What I understand is that when printing, you want to set the white point to 95% brightness and the black point to 5% brightness.  This allows details to remain in the lightest and darkest areas--so that parts of the image are not just the white paper or solid black ink.  What an instructor in school also told me (at least 7 years ago when digital photography was assertively taking over darkrooms) was that: "in darkroom printing you would never have pure white on the paper since a small amount of light would still reach the white areas.  So by setting the output brightness down a touch, you mimic the native aesthetic of darkroom printing; and that is what people are used to seeing."  

My questions surround printing to chromogenic prints.  I use White House Custom Color where they use light printers to make traditional chemical prints.

1. Do I need to worry about the above issues?  They seem like they might be only native to printers that spread ink.  Are the light printers "tight" enough to allow pure white to exist in a print?

2. If they do have the same issues, does anyone have any tips to make the prints not look like sh*t.  I've had to adjust the white point on many prints to WHCC to create seperation, because I've wanted a pure white border, and the background of the print was a (255,255,255) white.  But when I adjust the white point, the print loses contrast; I can never get it looking as good as it was before the white point adjustment.  I never bother with the black point, maybe that's an issue, but it doesn't seem like it would be.

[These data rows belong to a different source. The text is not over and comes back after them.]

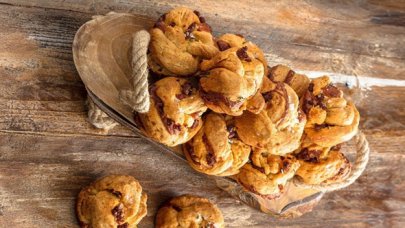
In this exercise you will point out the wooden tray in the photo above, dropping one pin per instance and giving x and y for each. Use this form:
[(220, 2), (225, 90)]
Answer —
[(101, 52)]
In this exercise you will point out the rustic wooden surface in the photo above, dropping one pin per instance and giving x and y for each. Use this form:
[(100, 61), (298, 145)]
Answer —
[(48, 151)]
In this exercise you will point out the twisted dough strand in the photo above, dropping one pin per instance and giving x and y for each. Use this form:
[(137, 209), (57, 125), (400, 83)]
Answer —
[(362, 157)]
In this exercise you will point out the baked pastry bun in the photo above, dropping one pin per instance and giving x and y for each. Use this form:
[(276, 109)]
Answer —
[(216, 149), (113, 201), (230, 40), (232, 77), (331, 119), (278, 127), (267, 174), (179, 40), (175, 112), (298, 82), (322, 164), (189, 211)]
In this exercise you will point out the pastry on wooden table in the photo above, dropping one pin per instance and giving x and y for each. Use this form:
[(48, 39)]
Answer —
[(216, 149), (189, 211), (279, 126), (331, 118), (231, 78), (180, 39), (298, 82), (267, 174), (175, 112), (113, 201), (322, 164)]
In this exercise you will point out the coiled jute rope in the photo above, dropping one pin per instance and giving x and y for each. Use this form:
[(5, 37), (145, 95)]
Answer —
[(137, 97)]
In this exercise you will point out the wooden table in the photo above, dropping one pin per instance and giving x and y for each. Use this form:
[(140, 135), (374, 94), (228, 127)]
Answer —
[(48, 151)]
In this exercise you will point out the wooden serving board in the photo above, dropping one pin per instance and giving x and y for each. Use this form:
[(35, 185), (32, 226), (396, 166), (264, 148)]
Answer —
[(48, 151), (101, 51)]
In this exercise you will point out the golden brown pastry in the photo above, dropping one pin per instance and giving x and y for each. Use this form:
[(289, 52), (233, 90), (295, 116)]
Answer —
[(322, 164), (233, 77), (267, 174), (175, 111), (278, 127), (229, 40), (189, 211), (216, 149), (179, 40), (298, 82), (115, 201), (331, 119)]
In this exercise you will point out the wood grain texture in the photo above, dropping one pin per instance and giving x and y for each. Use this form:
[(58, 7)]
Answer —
[(48, 151)]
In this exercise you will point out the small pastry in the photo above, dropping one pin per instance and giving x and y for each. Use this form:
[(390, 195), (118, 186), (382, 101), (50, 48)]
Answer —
[(229, 40), (322, 165), (331, 119), (216, 149), (175, 112), (180, 39), (189, 211), (113, 201), (278, 127), (232, 77), (298, 82), (267, 174)]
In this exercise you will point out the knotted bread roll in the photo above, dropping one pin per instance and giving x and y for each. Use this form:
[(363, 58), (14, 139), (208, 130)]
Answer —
[(233, 76), (321, 164), (113, 201), (279, 126), (216, 149), (331, 119), (175, 112), (267, 174), (189, 211)]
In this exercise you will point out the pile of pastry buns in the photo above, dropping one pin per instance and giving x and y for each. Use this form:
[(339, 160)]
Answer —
[(234, 115)]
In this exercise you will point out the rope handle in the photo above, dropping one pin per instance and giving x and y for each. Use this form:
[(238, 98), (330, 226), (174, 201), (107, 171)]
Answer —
[(362, 157), (137, 97)]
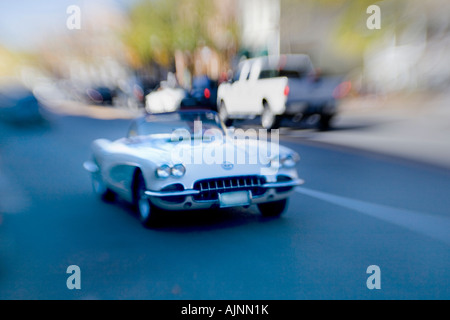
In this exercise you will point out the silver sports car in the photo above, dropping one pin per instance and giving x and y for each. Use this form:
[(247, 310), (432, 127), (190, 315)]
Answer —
[(189, 160)]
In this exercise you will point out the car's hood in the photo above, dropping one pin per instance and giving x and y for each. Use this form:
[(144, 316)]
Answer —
[(225, 156)]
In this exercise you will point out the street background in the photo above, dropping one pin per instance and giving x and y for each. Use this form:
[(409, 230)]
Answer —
[(377, 181)]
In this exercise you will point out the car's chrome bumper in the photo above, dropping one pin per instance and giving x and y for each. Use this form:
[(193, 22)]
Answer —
[(192, 192), (162, 198)]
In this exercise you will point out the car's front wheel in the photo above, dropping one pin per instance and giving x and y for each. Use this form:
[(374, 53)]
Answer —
[(223, 114), (273, 209), (146, 211)]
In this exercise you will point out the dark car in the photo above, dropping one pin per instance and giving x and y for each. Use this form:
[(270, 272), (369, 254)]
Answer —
[(202, 95), (19, 105)]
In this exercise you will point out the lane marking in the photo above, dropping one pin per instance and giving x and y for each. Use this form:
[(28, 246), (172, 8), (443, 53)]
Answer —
[(434, 226)]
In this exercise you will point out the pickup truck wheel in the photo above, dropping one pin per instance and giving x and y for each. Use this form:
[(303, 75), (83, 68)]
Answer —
[(147, 212), (273, 209), (223, 114), (269, 120)]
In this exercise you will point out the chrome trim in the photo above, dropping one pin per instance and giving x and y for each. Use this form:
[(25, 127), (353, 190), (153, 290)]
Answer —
[(187, 192), (292, 183)]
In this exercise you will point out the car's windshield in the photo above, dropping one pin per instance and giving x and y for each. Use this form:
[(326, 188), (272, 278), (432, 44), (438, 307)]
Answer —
[(170, 125)]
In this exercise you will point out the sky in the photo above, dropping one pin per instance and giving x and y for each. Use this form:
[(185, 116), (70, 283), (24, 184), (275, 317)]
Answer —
[(23, 23)]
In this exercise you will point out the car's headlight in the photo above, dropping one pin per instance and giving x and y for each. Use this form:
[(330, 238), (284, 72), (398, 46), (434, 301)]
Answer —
[(163, 171), (289, 160), (178, 170)]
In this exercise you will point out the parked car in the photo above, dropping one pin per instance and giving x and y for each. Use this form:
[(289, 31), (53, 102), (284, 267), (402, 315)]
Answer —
[(276, 88), (145, 168), (166, 98), (202, 95)]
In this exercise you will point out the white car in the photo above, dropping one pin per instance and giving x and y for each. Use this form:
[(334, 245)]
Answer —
[(166, 98), (155, 167), (284, 87)]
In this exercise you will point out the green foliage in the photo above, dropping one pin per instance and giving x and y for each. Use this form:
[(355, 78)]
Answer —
[(159, 27)]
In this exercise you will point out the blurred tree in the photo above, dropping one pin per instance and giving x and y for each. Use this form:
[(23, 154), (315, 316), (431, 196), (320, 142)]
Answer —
[(159, 28)]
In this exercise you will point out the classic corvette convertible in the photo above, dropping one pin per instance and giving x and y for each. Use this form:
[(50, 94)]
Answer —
[(189, 160)]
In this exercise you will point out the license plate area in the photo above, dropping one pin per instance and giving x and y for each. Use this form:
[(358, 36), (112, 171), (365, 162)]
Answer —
[(234, 199)]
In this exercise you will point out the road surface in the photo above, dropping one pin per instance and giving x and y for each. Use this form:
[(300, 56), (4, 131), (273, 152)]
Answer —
[(356, 209)]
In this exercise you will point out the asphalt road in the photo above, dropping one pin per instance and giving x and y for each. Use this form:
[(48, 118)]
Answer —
[(356, 209)]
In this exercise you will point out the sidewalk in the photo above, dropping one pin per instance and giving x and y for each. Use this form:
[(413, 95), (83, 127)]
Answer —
[(414, 126)]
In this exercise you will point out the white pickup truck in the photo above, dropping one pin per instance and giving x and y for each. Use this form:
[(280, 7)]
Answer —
[(277, 88)]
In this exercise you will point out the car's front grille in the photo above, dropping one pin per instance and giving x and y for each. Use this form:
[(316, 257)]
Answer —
[(210, 188)]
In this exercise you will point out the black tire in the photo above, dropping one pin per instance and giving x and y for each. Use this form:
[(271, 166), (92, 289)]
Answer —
[(223, 114), (268, 119), (147, 212), (273, 209)]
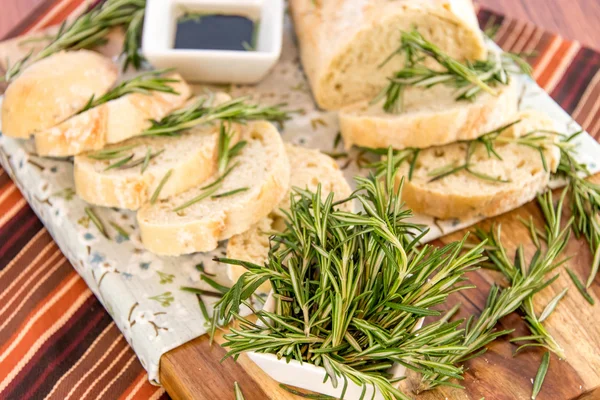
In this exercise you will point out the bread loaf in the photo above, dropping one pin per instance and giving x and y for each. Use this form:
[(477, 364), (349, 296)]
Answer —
[(308, 169), (430, 117), (53, 89), (262, 171), (463, 195), (111, 122), (344, 42)]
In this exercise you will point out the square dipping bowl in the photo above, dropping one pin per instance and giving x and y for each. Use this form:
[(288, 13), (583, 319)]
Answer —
[(213, 66)]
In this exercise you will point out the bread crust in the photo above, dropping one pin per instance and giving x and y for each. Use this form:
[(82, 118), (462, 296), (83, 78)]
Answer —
[(307, 166), (462, 120), (343, 42), (203, 234), (111, 122), (53, 89)]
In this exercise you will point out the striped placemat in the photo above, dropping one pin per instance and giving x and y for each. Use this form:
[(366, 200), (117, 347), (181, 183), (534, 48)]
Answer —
[(56, 340)]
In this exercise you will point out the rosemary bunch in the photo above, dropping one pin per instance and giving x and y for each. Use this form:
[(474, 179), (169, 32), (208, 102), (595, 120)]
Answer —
[(145, 83), (351, 289), (470, 78), (91, 29), (203, 112)]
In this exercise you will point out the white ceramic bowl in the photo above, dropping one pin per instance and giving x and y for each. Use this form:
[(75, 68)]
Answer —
[(310, 377), (213, 66)]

3. I'd appreciate any other tips for printing to chromogenic.

Thanks, everyone.

Kevin


-------

I feel like I don't contribute enough here, but ask a lot of questions.  So if anyone reading this is wondering how to find and set the white point and black point in PS, here it is:






Use the 'Threshold' adjust layer, and move the slider to '0' to find black and 
'255' to find white.  With the eye dropper tool, hold down the 'shift' key to set down markers.  




Erase the Threshold layer.  Create a 'Curves' adjustment layer and double click the white eye dropper.  This will bring up the dialog box that is hovering over the canvas in the above example.  Set the 'B' or brightness to '95' (percent) then click on the marker that you set in a white area.  Now do the same with the black eye dropper but instead set the 'B' to 5 and click the marker you set in a black area.

I've also seen this technique use to color balance photos by taking an extra step and setting the gray eyedropper to a midtone neutral point in the image.


----------